Notice that the patch to change AES-CTR block size also needs to be applied to pass the CTR tests.

Thanks for explanation.

I applied 182-crypto-qce-fix-ctr-blocksize.patch and 183-crypto-qce-update-ctr-mode-iv.patch, and compiled another firmware. The test program passed, unfortunately, ipsec performance issue still existed.

So, it means more patch needed, or the bug you found is not related with my issue?

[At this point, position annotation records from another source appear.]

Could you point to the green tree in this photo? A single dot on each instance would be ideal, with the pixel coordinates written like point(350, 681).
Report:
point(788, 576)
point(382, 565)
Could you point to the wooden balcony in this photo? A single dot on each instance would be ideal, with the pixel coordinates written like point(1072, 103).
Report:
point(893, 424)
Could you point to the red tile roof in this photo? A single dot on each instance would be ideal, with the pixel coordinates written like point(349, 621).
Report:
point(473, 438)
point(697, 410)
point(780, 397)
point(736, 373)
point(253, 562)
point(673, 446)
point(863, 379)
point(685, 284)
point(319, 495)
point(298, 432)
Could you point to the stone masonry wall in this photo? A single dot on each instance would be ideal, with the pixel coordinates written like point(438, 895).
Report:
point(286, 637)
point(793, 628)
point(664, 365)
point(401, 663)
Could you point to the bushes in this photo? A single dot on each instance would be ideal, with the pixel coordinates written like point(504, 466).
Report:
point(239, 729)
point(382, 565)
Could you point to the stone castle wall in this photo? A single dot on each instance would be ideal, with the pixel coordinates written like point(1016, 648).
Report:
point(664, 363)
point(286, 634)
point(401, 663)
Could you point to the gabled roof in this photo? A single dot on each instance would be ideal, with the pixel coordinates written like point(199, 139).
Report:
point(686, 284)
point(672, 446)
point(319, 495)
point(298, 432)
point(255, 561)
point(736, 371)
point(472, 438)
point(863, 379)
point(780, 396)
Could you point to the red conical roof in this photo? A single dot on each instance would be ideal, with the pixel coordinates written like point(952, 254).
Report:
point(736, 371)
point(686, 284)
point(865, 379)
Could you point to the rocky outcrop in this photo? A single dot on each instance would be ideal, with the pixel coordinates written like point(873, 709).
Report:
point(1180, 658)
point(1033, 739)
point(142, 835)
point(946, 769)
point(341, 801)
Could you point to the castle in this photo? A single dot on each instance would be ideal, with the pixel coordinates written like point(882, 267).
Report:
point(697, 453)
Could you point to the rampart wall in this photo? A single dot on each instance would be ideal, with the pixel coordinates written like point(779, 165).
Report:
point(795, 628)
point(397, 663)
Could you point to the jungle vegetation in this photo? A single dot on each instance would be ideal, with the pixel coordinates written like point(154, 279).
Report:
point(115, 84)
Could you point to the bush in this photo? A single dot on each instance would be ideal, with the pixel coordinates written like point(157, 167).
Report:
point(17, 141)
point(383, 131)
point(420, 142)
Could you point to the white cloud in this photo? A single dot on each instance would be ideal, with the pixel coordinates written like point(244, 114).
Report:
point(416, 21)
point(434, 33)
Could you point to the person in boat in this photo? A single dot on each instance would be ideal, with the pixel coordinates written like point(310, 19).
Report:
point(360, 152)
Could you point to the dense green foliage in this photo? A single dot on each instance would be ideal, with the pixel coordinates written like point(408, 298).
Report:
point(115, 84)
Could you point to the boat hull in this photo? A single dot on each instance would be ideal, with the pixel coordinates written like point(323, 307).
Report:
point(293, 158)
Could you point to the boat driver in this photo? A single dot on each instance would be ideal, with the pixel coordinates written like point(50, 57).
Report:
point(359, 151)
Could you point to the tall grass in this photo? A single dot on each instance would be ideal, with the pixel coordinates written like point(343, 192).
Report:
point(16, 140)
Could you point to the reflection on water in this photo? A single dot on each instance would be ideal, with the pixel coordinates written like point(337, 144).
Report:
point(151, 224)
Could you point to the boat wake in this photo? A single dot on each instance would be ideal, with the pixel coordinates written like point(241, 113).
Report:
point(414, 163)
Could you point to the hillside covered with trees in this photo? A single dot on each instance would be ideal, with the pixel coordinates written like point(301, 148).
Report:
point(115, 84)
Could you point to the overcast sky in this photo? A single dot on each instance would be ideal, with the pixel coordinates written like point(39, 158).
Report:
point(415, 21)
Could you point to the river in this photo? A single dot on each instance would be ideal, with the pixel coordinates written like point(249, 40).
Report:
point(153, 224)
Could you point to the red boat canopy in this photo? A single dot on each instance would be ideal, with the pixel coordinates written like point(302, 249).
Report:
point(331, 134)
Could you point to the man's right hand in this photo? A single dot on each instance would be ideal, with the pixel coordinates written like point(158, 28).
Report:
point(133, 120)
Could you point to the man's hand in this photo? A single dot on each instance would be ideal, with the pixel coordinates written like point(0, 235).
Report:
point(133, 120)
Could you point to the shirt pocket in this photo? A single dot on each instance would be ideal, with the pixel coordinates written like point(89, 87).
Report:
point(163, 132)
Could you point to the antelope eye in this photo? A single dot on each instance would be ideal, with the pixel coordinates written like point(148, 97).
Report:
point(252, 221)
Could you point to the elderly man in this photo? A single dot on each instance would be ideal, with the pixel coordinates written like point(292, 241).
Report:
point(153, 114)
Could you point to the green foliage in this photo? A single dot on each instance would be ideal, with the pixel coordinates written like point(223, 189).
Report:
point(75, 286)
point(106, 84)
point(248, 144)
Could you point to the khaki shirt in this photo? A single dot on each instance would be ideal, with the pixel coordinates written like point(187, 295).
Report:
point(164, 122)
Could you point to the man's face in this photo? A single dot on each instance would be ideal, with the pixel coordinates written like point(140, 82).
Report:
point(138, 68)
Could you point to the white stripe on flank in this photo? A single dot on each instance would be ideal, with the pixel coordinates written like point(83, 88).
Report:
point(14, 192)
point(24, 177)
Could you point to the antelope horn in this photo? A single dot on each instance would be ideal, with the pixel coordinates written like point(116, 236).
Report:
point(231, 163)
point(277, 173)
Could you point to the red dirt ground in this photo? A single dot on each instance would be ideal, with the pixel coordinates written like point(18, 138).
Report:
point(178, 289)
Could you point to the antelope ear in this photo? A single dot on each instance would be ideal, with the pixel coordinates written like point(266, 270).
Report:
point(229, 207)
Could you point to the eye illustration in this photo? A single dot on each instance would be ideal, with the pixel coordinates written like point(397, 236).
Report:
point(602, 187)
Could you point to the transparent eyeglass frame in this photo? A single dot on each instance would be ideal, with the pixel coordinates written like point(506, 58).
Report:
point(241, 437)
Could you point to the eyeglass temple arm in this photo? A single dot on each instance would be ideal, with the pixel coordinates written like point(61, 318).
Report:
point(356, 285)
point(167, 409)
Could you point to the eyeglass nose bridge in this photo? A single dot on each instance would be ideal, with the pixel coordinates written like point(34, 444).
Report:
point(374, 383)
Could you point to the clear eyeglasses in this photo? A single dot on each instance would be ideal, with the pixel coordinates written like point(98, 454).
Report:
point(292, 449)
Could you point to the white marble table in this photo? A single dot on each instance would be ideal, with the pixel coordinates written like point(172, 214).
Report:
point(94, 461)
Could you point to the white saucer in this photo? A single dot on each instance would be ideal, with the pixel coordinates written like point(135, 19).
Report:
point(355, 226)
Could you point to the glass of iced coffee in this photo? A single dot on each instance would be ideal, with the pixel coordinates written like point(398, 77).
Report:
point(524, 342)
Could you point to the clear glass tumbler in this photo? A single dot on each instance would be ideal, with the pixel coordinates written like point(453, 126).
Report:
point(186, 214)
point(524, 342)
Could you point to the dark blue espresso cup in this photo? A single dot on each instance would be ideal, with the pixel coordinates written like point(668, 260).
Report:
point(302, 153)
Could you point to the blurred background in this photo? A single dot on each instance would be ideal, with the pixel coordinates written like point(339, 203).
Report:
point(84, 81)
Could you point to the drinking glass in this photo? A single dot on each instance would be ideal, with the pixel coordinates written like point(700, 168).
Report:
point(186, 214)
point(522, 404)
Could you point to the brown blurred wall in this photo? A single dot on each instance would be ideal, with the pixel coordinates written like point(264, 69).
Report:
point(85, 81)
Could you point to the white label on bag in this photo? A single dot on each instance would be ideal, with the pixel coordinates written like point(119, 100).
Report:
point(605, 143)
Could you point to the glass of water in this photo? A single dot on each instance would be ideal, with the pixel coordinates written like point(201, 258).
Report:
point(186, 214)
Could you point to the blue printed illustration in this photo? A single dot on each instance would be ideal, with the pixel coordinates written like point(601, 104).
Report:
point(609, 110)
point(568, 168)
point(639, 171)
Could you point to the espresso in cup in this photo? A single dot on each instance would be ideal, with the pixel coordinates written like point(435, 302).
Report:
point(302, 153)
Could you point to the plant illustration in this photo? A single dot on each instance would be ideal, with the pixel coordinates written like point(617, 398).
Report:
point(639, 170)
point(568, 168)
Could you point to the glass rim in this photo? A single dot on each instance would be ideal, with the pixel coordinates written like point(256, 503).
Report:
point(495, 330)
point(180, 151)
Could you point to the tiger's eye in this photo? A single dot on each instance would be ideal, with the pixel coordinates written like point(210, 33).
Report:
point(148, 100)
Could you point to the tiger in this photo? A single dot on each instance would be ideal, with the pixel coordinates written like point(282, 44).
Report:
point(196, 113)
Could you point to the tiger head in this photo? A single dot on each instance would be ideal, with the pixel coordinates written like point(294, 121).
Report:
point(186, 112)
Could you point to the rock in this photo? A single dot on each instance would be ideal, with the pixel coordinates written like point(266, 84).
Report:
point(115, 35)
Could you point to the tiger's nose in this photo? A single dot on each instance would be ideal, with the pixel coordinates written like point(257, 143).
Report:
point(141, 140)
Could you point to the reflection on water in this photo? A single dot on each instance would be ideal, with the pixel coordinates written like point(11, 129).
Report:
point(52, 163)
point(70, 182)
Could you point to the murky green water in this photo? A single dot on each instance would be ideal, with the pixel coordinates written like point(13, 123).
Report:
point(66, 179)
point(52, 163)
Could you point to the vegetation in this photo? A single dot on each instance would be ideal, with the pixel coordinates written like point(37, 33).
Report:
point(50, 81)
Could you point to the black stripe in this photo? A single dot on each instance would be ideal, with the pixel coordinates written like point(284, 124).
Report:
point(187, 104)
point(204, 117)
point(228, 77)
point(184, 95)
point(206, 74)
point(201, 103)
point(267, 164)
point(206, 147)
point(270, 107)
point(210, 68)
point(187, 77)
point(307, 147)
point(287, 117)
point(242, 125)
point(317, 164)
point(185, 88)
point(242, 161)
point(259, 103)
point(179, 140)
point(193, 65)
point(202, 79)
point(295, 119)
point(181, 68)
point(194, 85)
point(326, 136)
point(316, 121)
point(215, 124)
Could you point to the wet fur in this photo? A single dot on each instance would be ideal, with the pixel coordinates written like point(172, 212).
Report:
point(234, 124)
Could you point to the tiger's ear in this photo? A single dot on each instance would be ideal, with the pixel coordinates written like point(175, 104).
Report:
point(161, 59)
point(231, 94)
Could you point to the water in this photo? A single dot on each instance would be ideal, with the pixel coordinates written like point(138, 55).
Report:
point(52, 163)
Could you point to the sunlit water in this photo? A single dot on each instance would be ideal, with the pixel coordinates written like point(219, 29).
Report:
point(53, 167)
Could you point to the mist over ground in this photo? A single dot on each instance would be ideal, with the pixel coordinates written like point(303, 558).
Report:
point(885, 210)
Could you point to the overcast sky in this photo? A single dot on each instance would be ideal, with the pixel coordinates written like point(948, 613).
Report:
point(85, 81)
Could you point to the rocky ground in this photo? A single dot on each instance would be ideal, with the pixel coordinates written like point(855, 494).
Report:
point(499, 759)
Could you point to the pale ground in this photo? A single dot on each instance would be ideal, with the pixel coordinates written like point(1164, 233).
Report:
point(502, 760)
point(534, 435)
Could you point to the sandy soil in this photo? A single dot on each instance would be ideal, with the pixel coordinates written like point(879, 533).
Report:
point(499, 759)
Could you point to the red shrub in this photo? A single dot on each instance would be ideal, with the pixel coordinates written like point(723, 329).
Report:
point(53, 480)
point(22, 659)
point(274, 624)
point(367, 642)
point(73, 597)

Thanks for testing this. Have you tried to use AES-CTR in IPSEC, to finish up testing my current patches, and to see if performance improves--I'm assuming you've been using AES-CBC?
It seems that the (at least CBC-mode) performance problem lies somewhere else. My skills are stretched thin already. I can take another look at the module, to try to catch anything else. The problem may be in the hardware itself, in which case there's little I can do. What ciphersuite is your ipsec esp using? I'll take that as a starting point.